A veces digito un número y se produce un limbo. La llamada no engancha. Lo intento de nuevo y ocurre lo mismo. Con mucha frecuencia veo en pantalla el mensaje “la llamada falló” y ocurre con teléfonos a los que habitualmente contacto.

No hay forma de que al entrar a un ascensor no se produzca una interrupción del servicio.  Los apagones de internet son ya parte de nuestra cotidianidad. Superan por mucho a mi proveedora de electricidad Edesur.

Son reiterados estos mensajes: “El número que usted ha marcado no está disponible para contestar”.  “Después del tono, su llamada será facturada”. Me ocurre con personas ubicadas en plena área de cobertura, con sus dispositivos encendidos, con señal suficiente y sin que estén siendo usados.

-Te he hecho como diez llamadas

-No. Mira. No tengo tu número registrado como que llamaste.

En distintas ocasiones he vivido esta escena. Terceros allegados, también.
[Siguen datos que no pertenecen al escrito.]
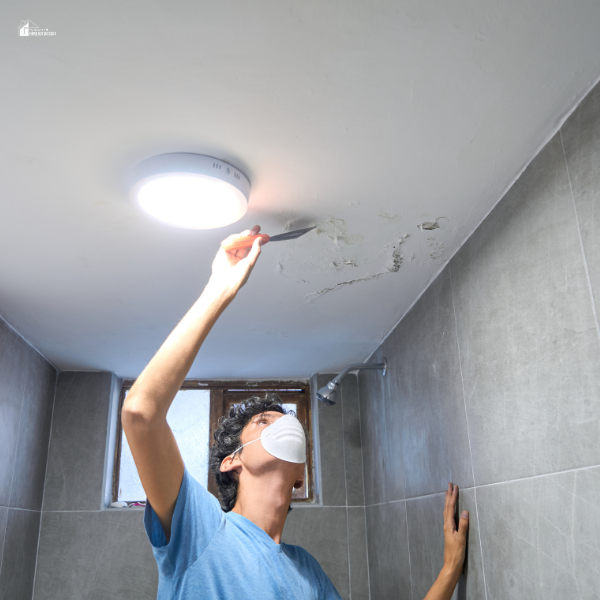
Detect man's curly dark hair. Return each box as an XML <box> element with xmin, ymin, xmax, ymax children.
<box><xmin>209</xmin><ymin>393</ymin><xmax>291</xmax><ymax>512</ymax></box>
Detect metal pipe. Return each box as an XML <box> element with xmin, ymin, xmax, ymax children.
<box><xmin>317</xmin><ymin>358</ymin><xmax>387</xmax><ymax>406</ymax></box>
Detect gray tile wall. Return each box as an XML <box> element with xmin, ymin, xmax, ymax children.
<box><xmin>283</xmin><ymin>373</ymin><xmax>369</xmax><ymax>600</ymax></box>
<box><xmin>359</xmin><ymin>79</ymin><xmax>600</xmax><ymax>600</ymax></box>
<box><xmin>0</xmin><ymin>319</ymin><xmax>56</xmax><ymax>600</ymax></box>
<box><xmin>35</xmin><ymin>372</ymin><xmax>369</xmax><ymax>600</ymax></box>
Ahora la novedad es que en algunos sitios de la urbe escucho con voz entrecortada a la gente que me telefonea . Suspendo la llamada, marco de nuevo y la voz se aclara.

Retrocedo unos años atrás y recuerdo que la telefonía móvil no era así. Uno no sufría estas angustias. Evidentemente, tenemos una degradación muy seria. Falta de continuidad y de calidad. No tengo elementos técnicos para definirla, pero empíricamente es comprobable. Antes era mejor.

Converso diariamente con amigos y colegas sobre temas profesionales. Cuando el diálogo se extiende, la llamada se corta. Es como si la telefónica tuviera que ofrecer el servicio por bloques.

¿ Y qué decir cuando uno habla por el móvil y escucha el eco de su propia voz? En las emisoras de radio interactivas vivimos a diario las interrupciones de las señales telefónicas. Está a ojos vista, pero nadie protesta ni es tema de Proconsumidor y menos de Indotel, que está en “Belén con los Pastores.” !Y tanto que nos cuesta!